Nulla è impossibile, dunque, ma ci devi credere davvero, se hai fondato diverse società, tutte in Italia, che tra burocrazia e tasse fare impresa, in Italia, un po’ impossibile sembra. O no? «Ecco sì, devo dire che di fronte alle complicazioni inutili e alla fatica che ti viene imposta dallo Stato la tentazione di arrendersi e lasciare perdere ogni tanto l’ho avuta. Quando penso ai burocrati italiani, in effetti, alle volte penso che questi siano perfino più matti di me».
Soltanto la burocrazia italiana toglie il sorriso e la diplomazia a Walter, sempre gentile e sorridente, impermeabile alle provocazioni. Sembri uscito da quel motto sui torinesi “falsi e cortesi”, provo a stuzzicarlo. Ridiamo: «Senti, che vuoi che ti dica, a me piace far stare bene le persone, mi gratifica vedervi sorridere e la faccia che fate quando faccio questo», e intanto inizia ad armeggiare con un mazzo di carte.
Aspetta aspetta, prima una questione: nulla è impossibile, giusto? Neanche farsi una famiglia quando si è sempre in viaggio, sempre all’inseguimento del punto di equilibrio tra il mago, l’imprenditore, l’uomo di tv... «Ehhh... quello è un bel casino. Arriviamo sempre al punto “Ma conto più io o più il tuo mazzo di carte?”». Un punto complicato, hai voglia a cercare il coniglio nel cilindro. «La verità, forse, è che ho ancora troppa voglia di essere io quello che fa gol, e non di avere un figlio da portare ai campetti per guardarlo assatanato, sperando che faccia gol per essere un padre tutto orgoglioso».
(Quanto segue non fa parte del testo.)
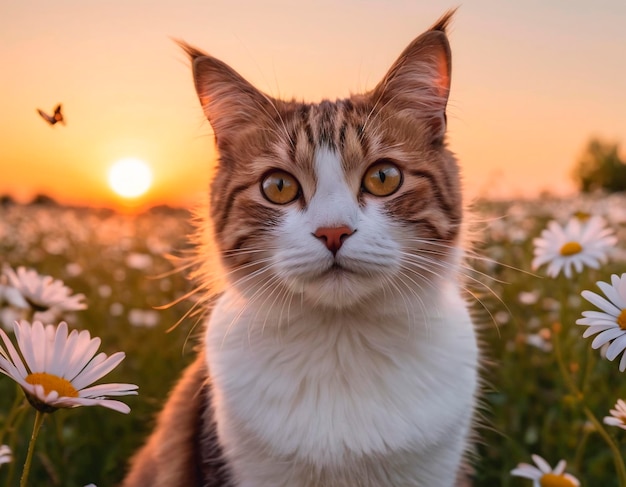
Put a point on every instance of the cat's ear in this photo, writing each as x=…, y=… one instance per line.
x=230, y=103
x=419, y=80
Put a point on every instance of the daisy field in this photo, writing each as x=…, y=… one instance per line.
x=531, y=422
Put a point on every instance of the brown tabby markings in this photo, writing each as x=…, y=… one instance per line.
x=429, y=197
x=257, y=134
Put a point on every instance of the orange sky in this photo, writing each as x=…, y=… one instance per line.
x=532, y=81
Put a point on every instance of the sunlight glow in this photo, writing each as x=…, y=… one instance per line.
x=130, y=177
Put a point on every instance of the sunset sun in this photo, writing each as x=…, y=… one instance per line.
x=130, y=177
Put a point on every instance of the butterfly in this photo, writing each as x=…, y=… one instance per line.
x=57, y=116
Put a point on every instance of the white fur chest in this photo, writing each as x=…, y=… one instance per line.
x=343, y=399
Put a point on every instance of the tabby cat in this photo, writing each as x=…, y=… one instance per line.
x=340, y=351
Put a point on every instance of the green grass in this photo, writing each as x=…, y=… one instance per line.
x=526, y=406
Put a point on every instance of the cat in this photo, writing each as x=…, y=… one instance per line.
x=340, y=351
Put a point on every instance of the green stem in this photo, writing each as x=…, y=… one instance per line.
x=31, y=448
x=19, y=404
x=617, y=456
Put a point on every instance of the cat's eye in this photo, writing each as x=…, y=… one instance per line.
x=382, y=178
x=280, y=187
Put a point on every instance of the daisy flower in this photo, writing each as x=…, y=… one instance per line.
x=574, y=246
x=44, y=293
x=618, y=415
x=609, y=324
x=545, y=476
x=5, y=454
x=55, y=369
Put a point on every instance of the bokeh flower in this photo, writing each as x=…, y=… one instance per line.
x=543, y=475
x=55, y=369
x=609, y=324
x=574, y=246
x=43, y=294
x=618, y=415
x=5, y=454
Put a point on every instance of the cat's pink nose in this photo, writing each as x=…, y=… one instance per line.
x=333, y=237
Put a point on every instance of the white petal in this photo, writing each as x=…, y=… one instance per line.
x=616, y=347
x=606, y=336
x=53, y=363
x=601, y=303
x=611, y=293
x=541, y=463
x=560, y=467
x=526, y=471
x=109, y=390
x=22, y=333
x=592, y=330
x=15, y=358
x=92, y=374
x=107, y=403
x=622, y=363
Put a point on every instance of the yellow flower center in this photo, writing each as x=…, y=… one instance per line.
x=52, y=383
x=582, y=216
x=554, y=480
x=571, y=248
x=621, y=319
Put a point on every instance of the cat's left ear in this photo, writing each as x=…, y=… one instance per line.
x=230, y=103
x=419, y=80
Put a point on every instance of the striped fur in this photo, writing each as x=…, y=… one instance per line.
x=378, y=305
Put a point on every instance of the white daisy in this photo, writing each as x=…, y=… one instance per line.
x=618, y=415
x=577, y=245
x=44, y=293
x=545, y=476
x=5, y=454
x=610, y=323
x=57, y=368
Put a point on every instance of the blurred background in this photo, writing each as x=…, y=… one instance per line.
x=533, y=82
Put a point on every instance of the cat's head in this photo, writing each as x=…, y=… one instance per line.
x=335, y=201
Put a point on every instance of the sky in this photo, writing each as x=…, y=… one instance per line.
x=532, y=82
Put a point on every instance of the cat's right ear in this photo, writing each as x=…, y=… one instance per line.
x=230, y=103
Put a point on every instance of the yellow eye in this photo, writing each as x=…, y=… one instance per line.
x=382, y=178
x=280, y=187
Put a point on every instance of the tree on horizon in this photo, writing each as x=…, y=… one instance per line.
x=600, y=168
Addirittura un umanissimo difetto, dopo tanta eccellenza? Be’, con questo possiamo considerare chiusa l’intervista.
«No no, aspetta, devo farti un gioco con le carte. Ehi, rilassati, perché tieni le braccia così chiuse e conserte? Non ti voglio fregare, non ti voglio fare niente di brutto, mica ti rubo il portafoglio».